Cependant, comme le révélait cet été le journal La Provincia, la Commission européenne a fermé la porte à cette possibilité, ainsi que l’a exprimé dans une lettre le directeur général de la Mobilité et des Transports de l’exécutif communautaire, Filip Cornelis. Il signalait alors qu'”il ne semble pas proportionné d’imposer une limite de prix maximum sous forme d’OSP sur les routes concernées”, invoquant le règlement de l’aviation civile qui garantit la liberté des prix. Il ajoutait qu’il est possible d’établir une OSP en cas de défaillance du marché, mais qu’il estimait que ce n’était pas le cas.

Des espoirs reportés sur d’autres mesures

“Canarios sin alas” considérait cette OSP comme une des solutions qui leur avait été promise face aux prix exorbitants qu’ils subissent. Depuis la plateforme, ils soulignent néanmoins essayer de rester optimistes et de chercher d’autres mesures pour aider à pallier le problème. Tomás Hernández souligne que les membres du collectif sont en contact continu avec des représentants du gouvernement des Canaries et avec des parlementaires de différents partis.

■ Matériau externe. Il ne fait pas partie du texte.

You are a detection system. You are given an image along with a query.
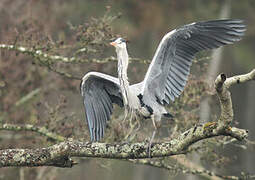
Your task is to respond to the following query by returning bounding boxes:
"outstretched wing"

“Nous rappelons que les membres de la plateforme ne sont ni des techniciens ni des politiciens ; nous sommes des personnes qui souffrons de cette situation”, ajoute-t-il, précisant que leur seul objectif est que certaines des propositions avancées par les différents partis soient mises en œuvre. “Récemment, par exemple, est apparue l’option du bon de l’État canarien. Ensuite, le président du gouvernement Fernando Clavijo, ainsi que le Parti populaire et le Parti socialiste en son temps, nous ont assuré de la possibilité de subventionner les Canariens aux faibles ressources économiques, pour nous attribuer quelques bons par an afin de ne pas perdre complètement l’attachement et le contact avec nos familles”, affirme-t-il.

“Nous espérons que toutes ces propositions qui nous ont été faites cessent d’être des propositions et deviennent réalité. Nous comprenons que ce n’est pas facile, mais nous espérons que l’année prochaine nous pourrons avoir un certain type d’avancée”, ajoute-t-il.

Un système de subvention remis en question

La Commission nationale des marchés et de la concurrence (CNMC) avait averti en 2020 qu’après l’augmentation du tarif résident, les compagnies aériennes avaient accru leurs prix. De plus, un rapport de l’Autorité indépendante de responsabilité fiscale (AIReF) concluait que “les 20% de résidents aux revenus les plus élevés concentrent 50% du total de la subvention sur les trajets péninsule-Canaries”.

Selon l’AIReF, le coût pour les non-résidents a augmenté jusqu’à 14% sur les vols entre les îles et la Péninsule, mais le plus frappant est que cette hausse est plus importante sur les vols ayant le plus fort pourcentage de résidents, rompant ainsi la tendance à la baisse des dix dernières années. C’est pourquoi diverses propositions avaient alors été faites, comme “augmenter la sensibilité au prix des passagers résidents avec des actions pouvant aller de l’affichage du prix total du billete avec la bonification, la liquidation de l’aide postérieurement, l’établissement de plafonds au montant bonifiable ou la limitation des concepts bonifiables des billets”, selon la CNMC, ou “une distribution plus égalitaire de la subvention par niveaux de revenu des aides publiques à la mobilité des territoires extra-péninsulaires”, selon l’AIReF.

Suite à divers rapports, certains changements sont intervenus, comme l’obligation pour les compagnies aériennes d’afficher initialement le prix total du billet et seulement après sélection le billet avec le tarif résident des Canaries ou des Baléares. Cette année, la bonification résident de 75% a également été au cœur d’une autre polémique, les compagnies aériennes réclamant des dettes de 720 millions d’euros. L’exécutif central a insisté à tout moment que la bonification était garantie.